From mboxrd@z Thu Jan  1 00:00:00 1970
Received: (from majordomo@localhost) by pauillac.inria.fr (8.7.6/8.7.3) id XAA25653; Sun, 18 Aug 2002 23:37:44 +0200 (MET DST)
Received: from nez-perce.inria.fr (nez-perce.inria.fr [192.93.2.78]) by pauillac.inria.fr (8.7.6/8.7.3) with ESMTP id XAA25676 for <caml-list@pauillac.inria.fr>; Sun, 18 Aug 2002 23:37:43 +0200 (MET DST)
Received: from praseodumium.btinternet.com (praseodumium.btinternet.com [194.73.73.82])
	by nez-perce.inria.fr (8.11.1/8.11.1) with ESMTP id g7ILYOj20634
	for <caml-list@inria.fr>; Sun, 18 Aug 2002 23:34:59 +0200 (MET DST)
Received: from host217-39-105-36.in-addr.btopenworld.com ([217.39.105.36] helo=beertje.william.bogus)
	by praseodumium.btinternet.com with esmtp (Exim 3.22 #8)
	id 17gXgV-0005uf-00; Sun, 18 Aug 2002 22:34:08 +0100
Received: (from williamc@localhost)
	by beertje.william.bogus (8.11.6/8.11.6/SuSE Linux 0.5) id g7ILbSu01884;
	Sun, 18 Aug 2002 22:37:28 +0100
X-Authentication-Warning: beertje.william.bogus: williamc set sender to williamc@paneris.org using -f
From: William Chesters <williamc@paneris.org>
MIME-Version: 1.0
Content-Type: text/plain; charset=us-ascii
Content-Transfer-Encoding: 7bit
Message-ID: <15712.5015.83450.380242@beertje.william.bogus>
Date: Sun, 18 Aug 2002 22:37:27 +0100
To: caml-list@inria.fr
Subject: Re: [Caml-list] O'Caml vs C++: a little benchmark
In-Reply-To: <200208181906.PAA00297@hickory.cc.columbia.edu>
References: <200208181716.NAA10426@hickory.cc.columbia.edu>
	<15711.57520.125841.25102@beertje.william.bogus>
	<200208181906.PAA00297@hickory.cc.columbia.edu>
X-Mailer: VM 6.95 under 21.4 (patch 4) "Artificial Intelligence" XEmacs Lucid
Sender: owner-caml-list@pauillac.inria.fr
Precedence: bulk

Oleg writes:
 > > You would see this clearly in the assembler output
 > > if you used ocamlopt -S.
 > 
 > Is there a tutorial for reading those *.s files ocamlopt produces?

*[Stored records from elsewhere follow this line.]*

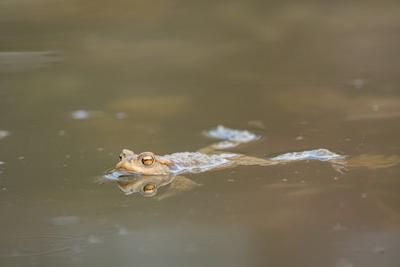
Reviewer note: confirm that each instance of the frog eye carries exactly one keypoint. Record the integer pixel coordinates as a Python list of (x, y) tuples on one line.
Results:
[(149, 190), (147, 160)]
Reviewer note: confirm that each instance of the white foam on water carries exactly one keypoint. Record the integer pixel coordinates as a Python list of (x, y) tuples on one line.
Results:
[(316, 154), (224, 133)]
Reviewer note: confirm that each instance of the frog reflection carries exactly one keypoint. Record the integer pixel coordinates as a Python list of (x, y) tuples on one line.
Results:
[(152, 171), (161, 186)]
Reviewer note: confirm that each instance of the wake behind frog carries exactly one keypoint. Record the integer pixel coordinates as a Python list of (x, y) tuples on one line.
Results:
[(147, 164)]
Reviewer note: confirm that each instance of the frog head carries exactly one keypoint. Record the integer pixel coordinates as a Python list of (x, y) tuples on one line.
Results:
[(146, 163)]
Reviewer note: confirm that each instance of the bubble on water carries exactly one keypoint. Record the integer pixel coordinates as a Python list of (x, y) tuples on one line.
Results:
[(358, 83), (93, 240), (344, 263), (379, 250), (4, 134), (120, 115), (299, 138), (62, 133), (338, 227), (224, 133), (80, 114)]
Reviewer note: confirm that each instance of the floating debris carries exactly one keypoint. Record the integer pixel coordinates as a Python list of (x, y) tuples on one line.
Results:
[(82, 114), (317, 154), (4, 134), (224, 133)]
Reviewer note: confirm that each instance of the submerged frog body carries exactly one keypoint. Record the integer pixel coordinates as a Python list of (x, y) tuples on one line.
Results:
[(150, 171)]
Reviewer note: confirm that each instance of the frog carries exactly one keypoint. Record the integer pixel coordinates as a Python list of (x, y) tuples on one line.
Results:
[(146, 172)]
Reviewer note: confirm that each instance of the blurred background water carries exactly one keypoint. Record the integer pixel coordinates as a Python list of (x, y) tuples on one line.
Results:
[(81, 79)]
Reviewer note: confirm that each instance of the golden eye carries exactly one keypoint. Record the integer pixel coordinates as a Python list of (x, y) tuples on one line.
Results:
[(149, 190), (147, 160)]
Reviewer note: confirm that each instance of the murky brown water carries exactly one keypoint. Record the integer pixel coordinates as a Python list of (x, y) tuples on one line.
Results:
[(153, 76)]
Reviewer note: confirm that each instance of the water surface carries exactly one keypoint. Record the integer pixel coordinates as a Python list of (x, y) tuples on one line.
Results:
[(80, 80)]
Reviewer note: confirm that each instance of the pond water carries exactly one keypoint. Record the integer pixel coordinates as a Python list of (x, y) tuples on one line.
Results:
[(80, 80)]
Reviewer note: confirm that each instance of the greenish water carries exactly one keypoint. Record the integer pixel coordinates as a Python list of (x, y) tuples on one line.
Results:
[(152, 77)]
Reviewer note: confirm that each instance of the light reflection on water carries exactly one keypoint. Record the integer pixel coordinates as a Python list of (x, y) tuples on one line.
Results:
[(152, 77)]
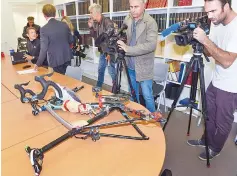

Um.  "*.s files" are a human-readable representation of the basic
machine codes on which the CPU in your computer actually operates.
This so-called "assembler language" is standardised by the CPU
manufacturer.  For instance, if you are using Linux the CPU is
probably a Pentium and you can read about the assembler language at

    http://www.intel.com/design/intarch/techinfo/pentium/instsum.htm

or try

    http://www.google.com/search?q=%22intel+assembler

The advantage of looking at these files is that they tell
unambiguously what the CPU will be doing when it executes your
program, in a way which is comparable across languages.  If you are
interested in performance, programming idioms, and compilers, you
should definitely learn about these things.  (With modern CPUs it's no
longer so easy to relate the assembler code directly to performance
but it's still a fair guide to what the compiler is doing.)

 > In view of this, what stopped O'Caml creators from letting ocamlopt inline 
 > functions across module boundaries (especially if it's true that this could 
 > be responsible for a 100x speed boost)?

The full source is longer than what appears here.